Why nodePools = null on Standby

When dr="standby", the HumioCluster spec sets nodePools = null to prevent the humio-operator from entering a reconciliation loop. The shared logscale-kubernetes module generates nodePool specs for all pool types (digest, UI, ingest) with nodeCount=0 for pools not deployed on standby. The operator interprets these zero-count pools as stale status entries, cleaning them up each cycle and preventing the digest pod from being created.

Important

nodePools is tied to var.dr == "standby", not to dr_use_dedicated_routing.

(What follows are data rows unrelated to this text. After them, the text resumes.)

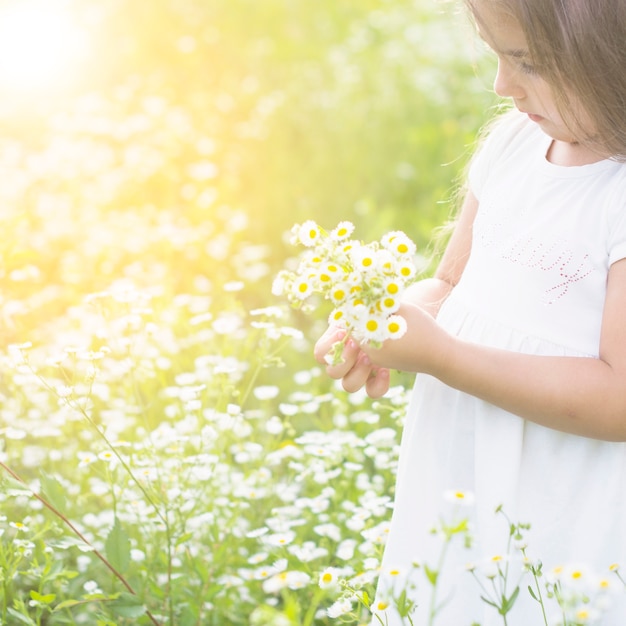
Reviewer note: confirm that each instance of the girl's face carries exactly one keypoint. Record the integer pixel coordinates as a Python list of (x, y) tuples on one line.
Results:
[(517, 78)]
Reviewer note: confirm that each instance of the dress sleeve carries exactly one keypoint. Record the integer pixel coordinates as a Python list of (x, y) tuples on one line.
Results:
[(499, 134), (617, 228)]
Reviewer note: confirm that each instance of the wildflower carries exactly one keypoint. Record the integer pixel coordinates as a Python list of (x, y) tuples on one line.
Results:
[(364, 282), (342, 231), (280, 539), (465, 498), (309, 233), (289, 579), (341, 607), (329, 578)]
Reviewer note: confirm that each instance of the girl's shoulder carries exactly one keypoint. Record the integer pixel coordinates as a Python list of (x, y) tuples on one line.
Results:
[(509, 132), (509, 136)]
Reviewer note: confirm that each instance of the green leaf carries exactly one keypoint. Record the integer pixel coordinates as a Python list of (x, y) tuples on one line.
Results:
[(66, 604), (128, 605), (22, 619), (52, 490), (117, 547), (47, 599), (490, 602), (431, 574), (15, 487), (507, 605)]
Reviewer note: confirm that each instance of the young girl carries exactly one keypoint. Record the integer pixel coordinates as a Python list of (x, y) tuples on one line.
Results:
[(519, 340)]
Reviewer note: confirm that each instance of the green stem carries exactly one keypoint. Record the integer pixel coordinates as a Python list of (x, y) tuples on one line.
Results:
[(310, 614), (75, 530)]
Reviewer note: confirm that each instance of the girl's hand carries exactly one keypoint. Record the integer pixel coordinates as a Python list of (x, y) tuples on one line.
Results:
[(356, 370), (424, 348)]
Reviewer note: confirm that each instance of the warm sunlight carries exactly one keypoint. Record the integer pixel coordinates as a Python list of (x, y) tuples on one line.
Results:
[(40, 44)]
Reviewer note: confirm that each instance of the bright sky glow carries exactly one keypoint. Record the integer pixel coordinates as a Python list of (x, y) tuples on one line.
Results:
[(40, 43)]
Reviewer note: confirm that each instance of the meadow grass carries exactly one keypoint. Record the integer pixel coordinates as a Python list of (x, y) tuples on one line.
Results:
[(171, 453)]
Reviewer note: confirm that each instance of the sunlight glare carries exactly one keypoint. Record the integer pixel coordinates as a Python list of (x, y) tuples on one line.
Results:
[(40, 44)]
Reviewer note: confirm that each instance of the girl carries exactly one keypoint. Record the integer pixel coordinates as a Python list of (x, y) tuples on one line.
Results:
[(519, 340)]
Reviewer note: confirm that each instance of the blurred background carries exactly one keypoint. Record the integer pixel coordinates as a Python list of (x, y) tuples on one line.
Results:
[(173, 142)]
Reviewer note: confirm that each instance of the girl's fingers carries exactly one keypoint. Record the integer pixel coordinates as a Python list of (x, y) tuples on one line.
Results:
[(358, 375)]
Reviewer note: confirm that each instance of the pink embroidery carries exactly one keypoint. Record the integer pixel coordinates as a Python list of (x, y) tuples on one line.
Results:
[(555, 256)]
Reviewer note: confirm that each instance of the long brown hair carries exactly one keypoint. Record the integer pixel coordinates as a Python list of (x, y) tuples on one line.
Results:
[(579, 47)]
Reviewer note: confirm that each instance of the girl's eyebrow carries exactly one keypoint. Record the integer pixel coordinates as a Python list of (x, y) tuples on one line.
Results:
[(519, 53)]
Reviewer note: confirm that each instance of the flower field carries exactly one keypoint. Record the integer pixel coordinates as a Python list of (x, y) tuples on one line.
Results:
[(170, 451)]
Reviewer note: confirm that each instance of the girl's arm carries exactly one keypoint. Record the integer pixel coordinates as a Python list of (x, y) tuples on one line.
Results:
[(579, 395)]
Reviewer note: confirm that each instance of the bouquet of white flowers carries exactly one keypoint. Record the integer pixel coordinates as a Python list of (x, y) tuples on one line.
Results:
[(364, 282)]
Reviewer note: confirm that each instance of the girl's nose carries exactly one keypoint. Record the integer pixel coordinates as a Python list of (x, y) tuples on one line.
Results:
[(507, 83)]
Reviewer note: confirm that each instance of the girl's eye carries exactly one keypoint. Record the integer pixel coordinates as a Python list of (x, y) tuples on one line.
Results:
[(527, 68)]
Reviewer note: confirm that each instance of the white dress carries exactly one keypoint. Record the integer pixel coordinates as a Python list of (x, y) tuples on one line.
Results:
[(543, 241)]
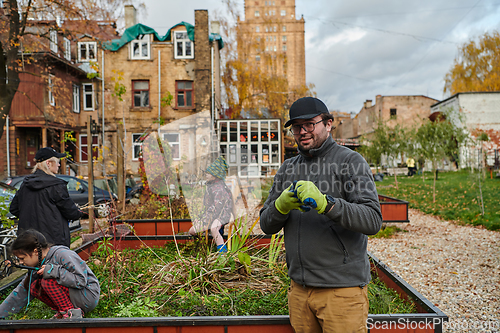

During two-phase promotion:

  • Phase 1 (dr="active", dr_use_dedicated_routing=false): nodePools are restored so UI/Ingest pods begin scaling up

  • Phase 2 (dr_use_dedicated_routing=true): Pool-specific selectors are enabled once pods are ready

Nulling nodePools during Phase 1 would cause a 503 outage in Phase 2 because selectors would update instantly but pods would take minutes to start.

Terraform Implementation

The node pool logic is in the EKS node groups module.

The node group configuration uses a conditional expression based on the dr variable. When dr="standby", only digest, kafka, and ingress node groups are deployed. When dr="active", the full set of node groups (including UI and ingest) is deployed based on the logscale_cluster_type setting.